3. Langkah-langkah Konseling yang Ditempuh
a. Memberikan arahan bahwa adanya konselor untuk membantu mengatasi masalah yang dihadapi.
b. Menumbuhkan kesadaran diri bahwa butuh layanan untuk menyelesaikan masalah yang dialaminya.
c. Memberi kesempatan konseli untuk memfokuskan pada perilaku permasalahnnya saat ini yang sedang dialami konseli.
d. Menciptakan situasi keluaraga selama proses konseling, agar konseli mampu mengeksplorasi diri dan perasaannya dan lebih terbuka pada konslelor.
e. Memberikan dukungan kepada konseli mengenai komitmen dan konsekuensi yang diambil oleh konseli dan mengapresiasikan tanggung jawabnya.

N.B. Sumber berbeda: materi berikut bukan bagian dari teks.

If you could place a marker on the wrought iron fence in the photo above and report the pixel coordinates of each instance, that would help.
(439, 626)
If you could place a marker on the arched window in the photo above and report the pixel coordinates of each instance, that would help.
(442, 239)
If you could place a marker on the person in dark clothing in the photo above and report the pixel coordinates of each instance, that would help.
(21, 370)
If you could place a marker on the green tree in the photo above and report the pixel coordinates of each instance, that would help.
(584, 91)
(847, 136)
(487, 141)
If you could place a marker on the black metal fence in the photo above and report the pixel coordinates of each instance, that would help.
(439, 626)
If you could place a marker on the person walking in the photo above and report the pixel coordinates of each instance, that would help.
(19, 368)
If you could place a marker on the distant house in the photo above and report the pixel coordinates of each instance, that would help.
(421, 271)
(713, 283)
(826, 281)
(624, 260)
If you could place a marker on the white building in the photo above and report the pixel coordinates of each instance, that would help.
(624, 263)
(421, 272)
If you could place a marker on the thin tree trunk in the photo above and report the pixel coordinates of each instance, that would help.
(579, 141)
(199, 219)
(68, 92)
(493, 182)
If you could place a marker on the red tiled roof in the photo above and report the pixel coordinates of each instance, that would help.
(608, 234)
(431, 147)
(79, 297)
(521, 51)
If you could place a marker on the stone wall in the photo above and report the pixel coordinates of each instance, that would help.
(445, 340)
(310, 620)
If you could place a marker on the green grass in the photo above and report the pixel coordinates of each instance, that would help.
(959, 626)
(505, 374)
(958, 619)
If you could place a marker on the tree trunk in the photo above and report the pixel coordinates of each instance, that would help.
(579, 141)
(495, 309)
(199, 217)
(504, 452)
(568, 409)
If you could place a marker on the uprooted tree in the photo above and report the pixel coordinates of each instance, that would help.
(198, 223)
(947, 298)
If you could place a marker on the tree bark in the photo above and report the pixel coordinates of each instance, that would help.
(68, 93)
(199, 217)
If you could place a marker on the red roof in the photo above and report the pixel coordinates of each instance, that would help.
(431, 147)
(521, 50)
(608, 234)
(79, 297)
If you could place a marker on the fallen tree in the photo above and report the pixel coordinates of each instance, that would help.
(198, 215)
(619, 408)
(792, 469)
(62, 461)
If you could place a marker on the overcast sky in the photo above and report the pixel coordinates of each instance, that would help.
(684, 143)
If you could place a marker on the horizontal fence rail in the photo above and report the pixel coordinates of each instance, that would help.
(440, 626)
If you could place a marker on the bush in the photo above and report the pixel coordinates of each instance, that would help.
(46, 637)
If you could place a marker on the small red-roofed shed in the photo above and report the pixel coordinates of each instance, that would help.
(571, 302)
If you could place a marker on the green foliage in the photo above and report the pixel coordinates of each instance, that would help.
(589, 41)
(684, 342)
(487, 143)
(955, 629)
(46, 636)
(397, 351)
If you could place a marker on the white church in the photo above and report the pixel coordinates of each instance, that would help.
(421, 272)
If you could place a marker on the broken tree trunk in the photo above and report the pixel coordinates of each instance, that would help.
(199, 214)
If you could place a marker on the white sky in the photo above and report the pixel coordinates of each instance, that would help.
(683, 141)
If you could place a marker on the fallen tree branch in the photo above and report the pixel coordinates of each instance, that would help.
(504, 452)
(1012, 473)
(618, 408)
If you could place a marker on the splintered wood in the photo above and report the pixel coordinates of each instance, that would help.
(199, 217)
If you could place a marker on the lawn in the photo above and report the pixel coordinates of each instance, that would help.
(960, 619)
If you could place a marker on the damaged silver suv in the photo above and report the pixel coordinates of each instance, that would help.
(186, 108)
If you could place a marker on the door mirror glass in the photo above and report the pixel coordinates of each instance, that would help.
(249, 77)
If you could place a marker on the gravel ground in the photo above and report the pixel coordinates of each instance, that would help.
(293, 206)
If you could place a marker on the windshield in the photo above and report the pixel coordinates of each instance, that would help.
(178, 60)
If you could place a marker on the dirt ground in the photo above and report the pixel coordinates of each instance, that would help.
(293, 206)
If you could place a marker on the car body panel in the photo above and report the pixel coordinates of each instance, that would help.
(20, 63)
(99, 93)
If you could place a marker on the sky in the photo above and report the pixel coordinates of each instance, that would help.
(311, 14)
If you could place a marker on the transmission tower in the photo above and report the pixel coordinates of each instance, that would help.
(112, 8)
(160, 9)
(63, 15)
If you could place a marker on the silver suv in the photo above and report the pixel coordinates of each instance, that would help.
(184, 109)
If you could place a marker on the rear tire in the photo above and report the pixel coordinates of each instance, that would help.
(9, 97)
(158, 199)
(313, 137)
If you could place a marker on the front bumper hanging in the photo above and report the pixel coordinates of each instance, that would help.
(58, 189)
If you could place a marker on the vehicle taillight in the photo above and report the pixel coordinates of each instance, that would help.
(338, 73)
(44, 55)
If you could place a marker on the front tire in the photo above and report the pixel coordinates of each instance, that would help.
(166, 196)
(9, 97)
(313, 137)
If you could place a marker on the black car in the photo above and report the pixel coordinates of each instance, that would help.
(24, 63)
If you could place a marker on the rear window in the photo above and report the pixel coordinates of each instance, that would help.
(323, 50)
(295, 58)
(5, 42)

f. Memberi kesempatan kepada konseli untuk tetap konsisten pada keputusannya dalam mengambil satu pilihan yang akan konseli jalani.
4. Pelaksanaan Konseling
Pelaksanaan konseling dalam pendekatan ini adalah sebagai proses rasional yang menekankan pada tingkah laku sekarang dan saat ini. Artinya, konseli ditekankan untuk melihat perilakunya yang dapat diamati daripada motif-motif bawah sadarnya. Perilaku yang bertanggung jawab merupakan perilaku-perilaku yang sesuai dengan keadaan kenyataan yang dihadapi, oleh Glasser disebut sebagai penerimaan terhadap realita. Dengan demikian, dapat membantu konseli mengatasi tekanan-tekanan dan permasalahan yang dialaminya. Pelaksanaannya dapat melalui:
a. Konseli dapat mengeksplorasi keinginan, kebutuhan, dan apa yang dipersepsikan tentang kondisi yang dihadapinya. Setalah mengetahui apa yang diinginkan, konseli lalu mengevaluasi apakah yang ia lakukan selama ini memenuhi kebutuhan-kebutuhan tersebut.

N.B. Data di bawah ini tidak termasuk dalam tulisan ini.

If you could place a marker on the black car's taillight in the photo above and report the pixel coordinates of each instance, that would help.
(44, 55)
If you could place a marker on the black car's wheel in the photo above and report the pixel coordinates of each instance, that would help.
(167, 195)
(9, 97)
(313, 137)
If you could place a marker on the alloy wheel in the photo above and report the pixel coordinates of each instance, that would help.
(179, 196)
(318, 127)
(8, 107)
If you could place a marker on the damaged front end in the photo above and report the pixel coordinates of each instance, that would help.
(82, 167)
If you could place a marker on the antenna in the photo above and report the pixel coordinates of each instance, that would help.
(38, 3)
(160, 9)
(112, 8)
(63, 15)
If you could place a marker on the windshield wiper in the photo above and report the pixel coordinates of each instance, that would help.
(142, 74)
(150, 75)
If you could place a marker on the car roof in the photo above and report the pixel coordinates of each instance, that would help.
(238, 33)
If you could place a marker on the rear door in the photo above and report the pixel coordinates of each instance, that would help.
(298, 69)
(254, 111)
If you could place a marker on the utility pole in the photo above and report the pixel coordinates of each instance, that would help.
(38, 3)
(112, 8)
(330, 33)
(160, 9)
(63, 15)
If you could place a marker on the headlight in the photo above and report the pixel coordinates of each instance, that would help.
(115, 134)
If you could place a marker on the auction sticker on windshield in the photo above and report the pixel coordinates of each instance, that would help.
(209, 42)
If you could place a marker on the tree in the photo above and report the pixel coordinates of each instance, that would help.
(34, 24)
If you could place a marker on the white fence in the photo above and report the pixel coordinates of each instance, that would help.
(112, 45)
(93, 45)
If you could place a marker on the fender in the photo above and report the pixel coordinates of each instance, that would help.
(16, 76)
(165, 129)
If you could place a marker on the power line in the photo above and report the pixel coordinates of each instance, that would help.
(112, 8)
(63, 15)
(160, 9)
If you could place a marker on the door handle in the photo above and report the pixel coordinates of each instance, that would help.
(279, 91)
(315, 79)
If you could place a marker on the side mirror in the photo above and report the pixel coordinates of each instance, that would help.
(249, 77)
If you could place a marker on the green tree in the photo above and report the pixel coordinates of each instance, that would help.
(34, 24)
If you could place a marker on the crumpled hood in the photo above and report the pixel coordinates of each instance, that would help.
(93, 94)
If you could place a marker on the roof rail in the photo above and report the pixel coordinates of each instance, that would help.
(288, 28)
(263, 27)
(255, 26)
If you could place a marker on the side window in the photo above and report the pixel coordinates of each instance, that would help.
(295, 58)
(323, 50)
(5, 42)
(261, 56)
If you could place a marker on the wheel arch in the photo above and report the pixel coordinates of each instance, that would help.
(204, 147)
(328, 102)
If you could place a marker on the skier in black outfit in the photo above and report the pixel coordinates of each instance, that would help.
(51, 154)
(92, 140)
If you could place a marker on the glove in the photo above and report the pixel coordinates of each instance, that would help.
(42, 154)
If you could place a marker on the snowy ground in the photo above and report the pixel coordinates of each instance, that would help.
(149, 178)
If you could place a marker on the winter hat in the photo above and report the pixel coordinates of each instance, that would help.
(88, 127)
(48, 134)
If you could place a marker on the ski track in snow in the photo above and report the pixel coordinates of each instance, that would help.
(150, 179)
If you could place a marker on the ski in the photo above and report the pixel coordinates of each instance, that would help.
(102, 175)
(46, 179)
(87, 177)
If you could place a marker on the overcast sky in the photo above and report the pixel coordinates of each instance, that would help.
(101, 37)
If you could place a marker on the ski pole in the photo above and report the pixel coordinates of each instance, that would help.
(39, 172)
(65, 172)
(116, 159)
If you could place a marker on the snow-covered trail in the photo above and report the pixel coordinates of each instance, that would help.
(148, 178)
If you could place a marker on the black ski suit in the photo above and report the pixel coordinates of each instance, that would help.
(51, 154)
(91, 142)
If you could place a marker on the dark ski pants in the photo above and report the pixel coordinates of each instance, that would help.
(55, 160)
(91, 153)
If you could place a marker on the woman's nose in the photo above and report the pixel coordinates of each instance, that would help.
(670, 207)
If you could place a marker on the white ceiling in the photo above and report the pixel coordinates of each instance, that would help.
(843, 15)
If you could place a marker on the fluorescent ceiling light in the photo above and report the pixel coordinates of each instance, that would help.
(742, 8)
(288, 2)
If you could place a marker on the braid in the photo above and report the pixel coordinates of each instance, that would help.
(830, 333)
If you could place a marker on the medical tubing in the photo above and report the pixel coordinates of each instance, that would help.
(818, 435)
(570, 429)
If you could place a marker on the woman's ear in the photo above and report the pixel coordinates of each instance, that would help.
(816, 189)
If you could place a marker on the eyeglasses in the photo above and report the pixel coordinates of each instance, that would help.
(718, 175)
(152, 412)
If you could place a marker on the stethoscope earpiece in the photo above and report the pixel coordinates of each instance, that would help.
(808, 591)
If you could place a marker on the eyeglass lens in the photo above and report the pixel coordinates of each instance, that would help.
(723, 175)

b. Konseli fokus pada perilaku perilaku sekarang tanpa terpaku pada permasalahan masa lalu. Tahap ini merupakan kesadaran konseli untuk memahami bahwa kondisi yang dialaminya bukanlah hal yang bisa dipungkiri. Dalam proses ini konseli mengubah perilaku totalnya, tidak hanya sikap dan perasaan, namun yang diutamakan adalah tindakan dan pikiran.
c. Konseli mau mengevaluasi perilakunya, merupakan kondisi dimana konseli membuat penilaian tentang apa yang telah ia lakukan terhadap dirinya berdasarkan sistem nilai yang berlaku di masyarakat. Apakah yang dilakukan dapat menolong dirinya atau sebaliknya,apakah hal itu bermanfaat, sudah sesuai kah dengan aturan, dan apakah realitis dan dapat dicapai.

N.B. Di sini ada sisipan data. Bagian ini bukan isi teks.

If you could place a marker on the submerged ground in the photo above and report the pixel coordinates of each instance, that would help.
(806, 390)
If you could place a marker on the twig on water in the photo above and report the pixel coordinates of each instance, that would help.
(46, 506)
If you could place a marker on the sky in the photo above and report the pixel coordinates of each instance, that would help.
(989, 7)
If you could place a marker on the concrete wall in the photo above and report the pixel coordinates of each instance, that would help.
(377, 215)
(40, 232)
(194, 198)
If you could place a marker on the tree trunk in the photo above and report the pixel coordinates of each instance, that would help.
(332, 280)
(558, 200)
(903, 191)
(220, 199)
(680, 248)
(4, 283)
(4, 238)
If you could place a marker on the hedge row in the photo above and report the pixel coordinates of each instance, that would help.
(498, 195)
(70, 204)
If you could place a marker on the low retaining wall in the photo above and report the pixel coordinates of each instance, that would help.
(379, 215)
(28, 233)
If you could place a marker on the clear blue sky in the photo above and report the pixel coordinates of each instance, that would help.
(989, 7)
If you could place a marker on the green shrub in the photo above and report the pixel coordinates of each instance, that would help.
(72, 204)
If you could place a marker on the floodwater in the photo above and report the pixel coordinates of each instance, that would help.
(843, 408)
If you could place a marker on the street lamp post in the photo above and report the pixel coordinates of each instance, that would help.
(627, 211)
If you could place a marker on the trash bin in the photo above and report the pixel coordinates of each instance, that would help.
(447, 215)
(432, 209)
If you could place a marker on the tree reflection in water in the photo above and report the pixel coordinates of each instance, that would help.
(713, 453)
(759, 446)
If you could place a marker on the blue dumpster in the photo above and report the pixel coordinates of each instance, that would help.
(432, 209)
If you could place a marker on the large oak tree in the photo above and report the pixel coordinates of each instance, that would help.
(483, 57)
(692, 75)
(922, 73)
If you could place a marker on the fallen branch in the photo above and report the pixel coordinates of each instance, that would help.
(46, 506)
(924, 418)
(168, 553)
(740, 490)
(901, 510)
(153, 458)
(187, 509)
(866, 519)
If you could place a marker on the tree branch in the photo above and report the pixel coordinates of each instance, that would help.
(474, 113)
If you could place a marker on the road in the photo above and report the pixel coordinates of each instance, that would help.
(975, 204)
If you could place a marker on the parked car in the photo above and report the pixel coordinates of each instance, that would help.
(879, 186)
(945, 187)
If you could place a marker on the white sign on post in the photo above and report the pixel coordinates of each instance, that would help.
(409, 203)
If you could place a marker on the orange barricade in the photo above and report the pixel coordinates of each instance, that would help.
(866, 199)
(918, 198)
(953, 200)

d. Konseli mulai menetapkan perubahan yang dikehendakinya dan komitmen terhadap apa yang telah direncanakan. Rencana-rencana yang ditetapkan harus sesuai dengan kemampuan konseli, bersifat konkrit atau jelas pada bagian mana dari perilakunya yang akan dirubah, realistis dan melibatkan perbuatan positif.
I. Rencana Tindak Lanjut
Berdasarkan dari hasil layanan yang telah diberikan, Konseli mulai bisa mengambil keputusan dan komitmen dengan apa yang telah dipilihnya, dengan tetap melanjutkan hubungan dengan teman asmaranya dengan hubungan jarak jauh, meski konseli belum bisa mengetahui apa hasilnya nanti diakhir drama kehidupan cintanya. Namun, apabila konseli belum mampu dan belum bisa menjalankan tanggung jawabnya serta tidak bsiap dan tidak bisa menerima konsekuensinya, maka konselor akan merencakan tindakan lanjutan dalam membantu konseli mengatasi permasalahannya dengan pendekatan yang sesuai.